SINGAPORE (Aug 29): Raffles Education Corporation swung back into profitability in FY18 ended June with $10.7 million in earnings from a net loss of $1.8 million in FY17, thanks to a net fair value gain from its investment properties.
Earnings per share came in at 0.9 cent, a reversal from a loss per share of 0.17 cent in the previous year.
Raffles Education said it benefited from a $53.0 million gain from its investment properties in OUCL and Oriental University of City Holdings (HK), a $7.7 million gain from the investment properties in Parramatta, Australia and $1.7 million gain from its investment properties in Bangkok, Thailand.

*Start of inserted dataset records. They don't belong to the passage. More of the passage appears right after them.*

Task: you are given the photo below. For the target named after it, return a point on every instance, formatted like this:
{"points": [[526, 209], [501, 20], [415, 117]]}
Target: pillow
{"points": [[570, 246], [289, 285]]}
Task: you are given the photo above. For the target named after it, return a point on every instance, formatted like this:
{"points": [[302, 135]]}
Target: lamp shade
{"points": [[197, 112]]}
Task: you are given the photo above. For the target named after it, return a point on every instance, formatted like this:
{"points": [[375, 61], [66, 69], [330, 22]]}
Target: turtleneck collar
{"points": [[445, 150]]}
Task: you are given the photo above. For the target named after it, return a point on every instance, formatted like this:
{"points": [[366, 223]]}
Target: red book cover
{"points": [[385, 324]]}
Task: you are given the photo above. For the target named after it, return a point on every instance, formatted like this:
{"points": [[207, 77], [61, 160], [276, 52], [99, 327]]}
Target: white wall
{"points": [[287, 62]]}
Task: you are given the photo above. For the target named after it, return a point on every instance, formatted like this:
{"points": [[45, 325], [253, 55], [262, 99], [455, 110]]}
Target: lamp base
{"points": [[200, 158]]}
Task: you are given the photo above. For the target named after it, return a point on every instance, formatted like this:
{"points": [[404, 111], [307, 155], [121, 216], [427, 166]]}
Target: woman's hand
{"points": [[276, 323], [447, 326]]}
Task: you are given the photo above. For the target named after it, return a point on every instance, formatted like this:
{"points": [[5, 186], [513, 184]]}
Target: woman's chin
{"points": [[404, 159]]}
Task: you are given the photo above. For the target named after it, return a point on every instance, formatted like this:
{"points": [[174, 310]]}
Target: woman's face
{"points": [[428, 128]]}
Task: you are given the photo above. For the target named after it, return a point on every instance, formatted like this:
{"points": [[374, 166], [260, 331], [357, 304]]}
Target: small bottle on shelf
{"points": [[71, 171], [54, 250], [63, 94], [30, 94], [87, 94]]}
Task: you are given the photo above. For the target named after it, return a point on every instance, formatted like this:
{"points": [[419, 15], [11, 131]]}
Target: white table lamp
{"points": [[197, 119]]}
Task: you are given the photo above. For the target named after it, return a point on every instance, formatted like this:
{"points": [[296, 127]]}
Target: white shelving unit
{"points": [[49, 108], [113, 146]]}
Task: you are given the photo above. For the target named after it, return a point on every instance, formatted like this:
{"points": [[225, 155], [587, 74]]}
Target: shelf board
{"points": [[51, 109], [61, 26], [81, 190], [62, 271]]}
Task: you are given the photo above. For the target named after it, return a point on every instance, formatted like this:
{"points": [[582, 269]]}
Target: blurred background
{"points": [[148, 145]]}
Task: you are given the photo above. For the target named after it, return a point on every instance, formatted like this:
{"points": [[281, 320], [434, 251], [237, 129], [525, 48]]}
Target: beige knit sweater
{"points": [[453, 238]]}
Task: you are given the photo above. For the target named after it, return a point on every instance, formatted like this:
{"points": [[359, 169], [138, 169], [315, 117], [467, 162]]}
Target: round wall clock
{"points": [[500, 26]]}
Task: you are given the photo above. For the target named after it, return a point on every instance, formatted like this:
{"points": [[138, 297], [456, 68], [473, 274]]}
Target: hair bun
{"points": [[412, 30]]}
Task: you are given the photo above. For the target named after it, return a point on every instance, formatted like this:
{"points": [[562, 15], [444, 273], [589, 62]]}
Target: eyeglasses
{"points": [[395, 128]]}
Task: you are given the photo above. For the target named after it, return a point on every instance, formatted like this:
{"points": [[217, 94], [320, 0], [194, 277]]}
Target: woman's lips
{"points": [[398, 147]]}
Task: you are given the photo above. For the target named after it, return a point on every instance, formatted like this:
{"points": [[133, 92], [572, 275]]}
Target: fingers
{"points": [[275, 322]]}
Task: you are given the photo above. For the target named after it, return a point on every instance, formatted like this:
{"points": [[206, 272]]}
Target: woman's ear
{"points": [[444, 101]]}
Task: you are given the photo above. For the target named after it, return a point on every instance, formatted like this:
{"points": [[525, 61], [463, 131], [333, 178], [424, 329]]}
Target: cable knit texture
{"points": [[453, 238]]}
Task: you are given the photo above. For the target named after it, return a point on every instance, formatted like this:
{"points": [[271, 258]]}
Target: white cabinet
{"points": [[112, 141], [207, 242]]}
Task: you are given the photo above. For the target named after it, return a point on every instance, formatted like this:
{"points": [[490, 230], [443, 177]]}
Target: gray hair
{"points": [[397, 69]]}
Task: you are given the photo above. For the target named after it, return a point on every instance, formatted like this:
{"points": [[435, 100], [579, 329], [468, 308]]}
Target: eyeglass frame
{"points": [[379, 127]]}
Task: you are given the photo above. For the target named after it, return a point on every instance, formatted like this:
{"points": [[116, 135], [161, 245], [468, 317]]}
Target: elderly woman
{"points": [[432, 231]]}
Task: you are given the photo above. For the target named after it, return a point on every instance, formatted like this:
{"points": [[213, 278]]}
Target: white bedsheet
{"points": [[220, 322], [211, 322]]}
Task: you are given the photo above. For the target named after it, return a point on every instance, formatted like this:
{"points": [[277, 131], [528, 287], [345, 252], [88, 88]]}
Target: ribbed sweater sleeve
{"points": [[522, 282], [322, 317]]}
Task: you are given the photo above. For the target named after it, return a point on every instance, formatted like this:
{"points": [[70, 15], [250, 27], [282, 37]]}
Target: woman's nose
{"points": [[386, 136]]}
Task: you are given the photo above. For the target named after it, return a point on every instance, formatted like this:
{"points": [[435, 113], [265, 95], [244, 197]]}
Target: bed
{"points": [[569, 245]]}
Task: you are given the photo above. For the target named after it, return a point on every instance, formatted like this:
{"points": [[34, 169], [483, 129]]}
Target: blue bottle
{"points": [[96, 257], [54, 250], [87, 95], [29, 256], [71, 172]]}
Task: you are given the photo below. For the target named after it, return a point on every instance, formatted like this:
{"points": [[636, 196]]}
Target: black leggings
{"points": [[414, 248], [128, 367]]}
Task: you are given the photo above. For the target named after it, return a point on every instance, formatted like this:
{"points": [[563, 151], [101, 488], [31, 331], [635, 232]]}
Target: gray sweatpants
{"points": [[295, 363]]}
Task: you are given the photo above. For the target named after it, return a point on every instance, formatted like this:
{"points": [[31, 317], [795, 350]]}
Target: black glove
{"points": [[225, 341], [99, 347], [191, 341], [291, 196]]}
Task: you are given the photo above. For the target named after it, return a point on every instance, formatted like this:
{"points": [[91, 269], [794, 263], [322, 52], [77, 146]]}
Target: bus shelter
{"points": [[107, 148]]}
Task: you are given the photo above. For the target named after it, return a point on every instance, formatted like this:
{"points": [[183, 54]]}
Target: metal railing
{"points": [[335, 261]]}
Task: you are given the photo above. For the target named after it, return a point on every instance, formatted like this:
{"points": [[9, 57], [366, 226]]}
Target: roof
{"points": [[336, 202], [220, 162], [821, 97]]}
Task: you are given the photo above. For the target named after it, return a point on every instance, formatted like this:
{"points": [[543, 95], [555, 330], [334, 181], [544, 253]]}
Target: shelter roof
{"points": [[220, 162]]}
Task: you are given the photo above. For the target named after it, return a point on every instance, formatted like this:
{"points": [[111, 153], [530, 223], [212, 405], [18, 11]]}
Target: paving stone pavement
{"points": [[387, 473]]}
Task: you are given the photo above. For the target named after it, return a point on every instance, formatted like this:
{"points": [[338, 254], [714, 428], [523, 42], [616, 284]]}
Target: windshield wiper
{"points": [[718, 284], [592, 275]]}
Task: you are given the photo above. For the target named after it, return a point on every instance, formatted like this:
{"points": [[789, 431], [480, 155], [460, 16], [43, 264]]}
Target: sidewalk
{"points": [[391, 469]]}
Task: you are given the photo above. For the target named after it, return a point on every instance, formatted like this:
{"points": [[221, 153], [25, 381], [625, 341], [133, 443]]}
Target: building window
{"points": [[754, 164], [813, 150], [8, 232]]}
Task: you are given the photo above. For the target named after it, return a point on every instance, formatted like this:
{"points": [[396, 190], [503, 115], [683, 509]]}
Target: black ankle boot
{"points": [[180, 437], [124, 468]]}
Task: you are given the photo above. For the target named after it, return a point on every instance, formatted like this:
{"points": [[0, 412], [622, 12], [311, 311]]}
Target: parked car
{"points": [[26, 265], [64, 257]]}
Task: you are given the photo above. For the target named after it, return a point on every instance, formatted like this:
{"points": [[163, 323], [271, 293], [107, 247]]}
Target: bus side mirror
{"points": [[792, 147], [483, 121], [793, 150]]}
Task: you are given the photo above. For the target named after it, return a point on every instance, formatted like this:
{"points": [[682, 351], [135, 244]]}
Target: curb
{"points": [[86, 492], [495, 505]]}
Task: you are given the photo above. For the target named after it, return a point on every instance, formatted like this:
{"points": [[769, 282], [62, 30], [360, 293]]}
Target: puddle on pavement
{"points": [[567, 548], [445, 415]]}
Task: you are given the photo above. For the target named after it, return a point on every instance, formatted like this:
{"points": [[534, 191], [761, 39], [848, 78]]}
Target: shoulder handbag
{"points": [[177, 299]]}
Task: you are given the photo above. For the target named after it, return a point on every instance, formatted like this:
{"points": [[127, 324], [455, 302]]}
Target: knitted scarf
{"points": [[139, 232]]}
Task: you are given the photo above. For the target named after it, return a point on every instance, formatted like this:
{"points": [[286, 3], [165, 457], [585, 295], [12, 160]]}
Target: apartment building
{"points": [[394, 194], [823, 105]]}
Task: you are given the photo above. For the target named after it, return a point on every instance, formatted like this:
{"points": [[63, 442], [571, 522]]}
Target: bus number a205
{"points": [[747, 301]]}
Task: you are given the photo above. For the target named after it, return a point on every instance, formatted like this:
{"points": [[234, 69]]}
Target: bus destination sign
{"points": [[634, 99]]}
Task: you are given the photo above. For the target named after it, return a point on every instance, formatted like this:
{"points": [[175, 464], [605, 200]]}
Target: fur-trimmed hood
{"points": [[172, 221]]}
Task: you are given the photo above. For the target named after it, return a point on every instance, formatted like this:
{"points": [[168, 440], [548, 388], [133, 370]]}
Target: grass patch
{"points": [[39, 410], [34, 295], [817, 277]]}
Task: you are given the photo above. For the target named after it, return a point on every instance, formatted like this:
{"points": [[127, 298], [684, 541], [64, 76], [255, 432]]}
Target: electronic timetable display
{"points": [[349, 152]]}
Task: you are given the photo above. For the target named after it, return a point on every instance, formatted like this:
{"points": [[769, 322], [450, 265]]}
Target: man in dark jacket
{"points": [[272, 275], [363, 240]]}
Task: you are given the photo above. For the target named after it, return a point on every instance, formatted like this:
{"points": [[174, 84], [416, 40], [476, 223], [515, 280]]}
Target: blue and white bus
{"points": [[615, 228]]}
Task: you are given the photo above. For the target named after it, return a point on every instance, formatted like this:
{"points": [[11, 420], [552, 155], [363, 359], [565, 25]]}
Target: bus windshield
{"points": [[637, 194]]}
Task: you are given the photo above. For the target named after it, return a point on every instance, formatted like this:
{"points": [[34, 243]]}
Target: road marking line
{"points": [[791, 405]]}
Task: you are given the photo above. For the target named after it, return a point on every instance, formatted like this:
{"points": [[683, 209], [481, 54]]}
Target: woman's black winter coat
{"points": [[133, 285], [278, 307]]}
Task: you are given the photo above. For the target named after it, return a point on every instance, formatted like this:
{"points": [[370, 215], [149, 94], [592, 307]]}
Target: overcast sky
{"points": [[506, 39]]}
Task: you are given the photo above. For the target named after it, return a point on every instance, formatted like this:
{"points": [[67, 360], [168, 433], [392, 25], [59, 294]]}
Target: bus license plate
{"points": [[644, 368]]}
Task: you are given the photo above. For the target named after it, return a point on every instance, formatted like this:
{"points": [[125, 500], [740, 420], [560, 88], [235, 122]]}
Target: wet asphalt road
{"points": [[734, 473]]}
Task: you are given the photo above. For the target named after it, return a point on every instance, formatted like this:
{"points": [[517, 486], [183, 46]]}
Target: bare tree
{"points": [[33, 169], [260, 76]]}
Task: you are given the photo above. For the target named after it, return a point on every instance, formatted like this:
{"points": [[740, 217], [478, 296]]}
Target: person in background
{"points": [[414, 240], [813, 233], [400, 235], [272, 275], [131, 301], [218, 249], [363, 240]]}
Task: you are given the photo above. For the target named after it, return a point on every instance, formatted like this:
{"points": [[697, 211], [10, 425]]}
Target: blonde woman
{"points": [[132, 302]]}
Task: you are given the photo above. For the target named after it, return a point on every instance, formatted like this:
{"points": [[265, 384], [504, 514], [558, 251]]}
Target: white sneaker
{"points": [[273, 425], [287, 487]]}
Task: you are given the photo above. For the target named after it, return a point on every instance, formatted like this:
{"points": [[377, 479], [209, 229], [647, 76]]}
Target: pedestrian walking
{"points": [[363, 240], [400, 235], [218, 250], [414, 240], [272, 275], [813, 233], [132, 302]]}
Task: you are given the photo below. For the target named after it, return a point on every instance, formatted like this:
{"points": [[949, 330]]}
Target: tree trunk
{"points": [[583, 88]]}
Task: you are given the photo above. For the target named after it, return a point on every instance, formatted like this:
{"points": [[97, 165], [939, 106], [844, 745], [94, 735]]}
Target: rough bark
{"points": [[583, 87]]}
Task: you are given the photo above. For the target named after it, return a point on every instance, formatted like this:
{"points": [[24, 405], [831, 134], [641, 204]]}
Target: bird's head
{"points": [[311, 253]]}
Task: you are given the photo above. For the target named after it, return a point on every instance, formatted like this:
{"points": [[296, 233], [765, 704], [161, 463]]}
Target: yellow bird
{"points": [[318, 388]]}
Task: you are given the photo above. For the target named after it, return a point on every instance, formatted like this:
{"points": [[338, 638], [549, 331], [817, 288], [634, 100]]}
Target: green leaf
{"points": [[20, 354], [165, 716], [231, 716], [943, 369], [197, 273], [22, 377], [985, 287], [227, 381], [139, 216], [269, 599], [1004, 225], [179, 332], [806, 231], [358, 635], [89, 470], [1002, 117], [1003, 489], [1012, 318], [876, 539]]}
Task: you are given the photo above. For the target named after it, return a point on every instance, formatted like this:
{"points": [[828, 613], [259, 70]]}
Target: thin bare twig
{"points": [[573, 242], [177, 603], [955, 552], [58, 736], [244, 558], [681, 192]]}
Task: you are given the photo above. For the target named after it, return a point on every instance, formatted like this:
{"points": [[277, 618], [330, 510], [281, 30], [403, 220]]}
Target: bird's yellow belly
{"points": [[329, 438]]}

Together, the net fair value gain enjoyed was $64.9 million, up from the year ago's $12.79 million.
Revenue in the year edged up 0.6% to $96.8 million from the previous year, while operating income shrank 61% to $4.4 million, mainly due to the absence of gain due to the sale of OUCL and Oriental University of City Holdings (HK) in FY17.
The company also faced higher personnel, depreciation and amortisation and finance costs in the year. Net asset value per share shrank to 45.09 cents as at June 30, from 54.6 cents three months ago.
"The challenging global education environment, currency volatility, increasing interest rates and increasing competition continue to impact the group," says Raffles Education in its outlook.
”The group continues to streamline and restructure its operations for better cost management and improved efficiency.”
Shares in Raffles Education ended 0.3 cent lower at 15 cents on Wednesday.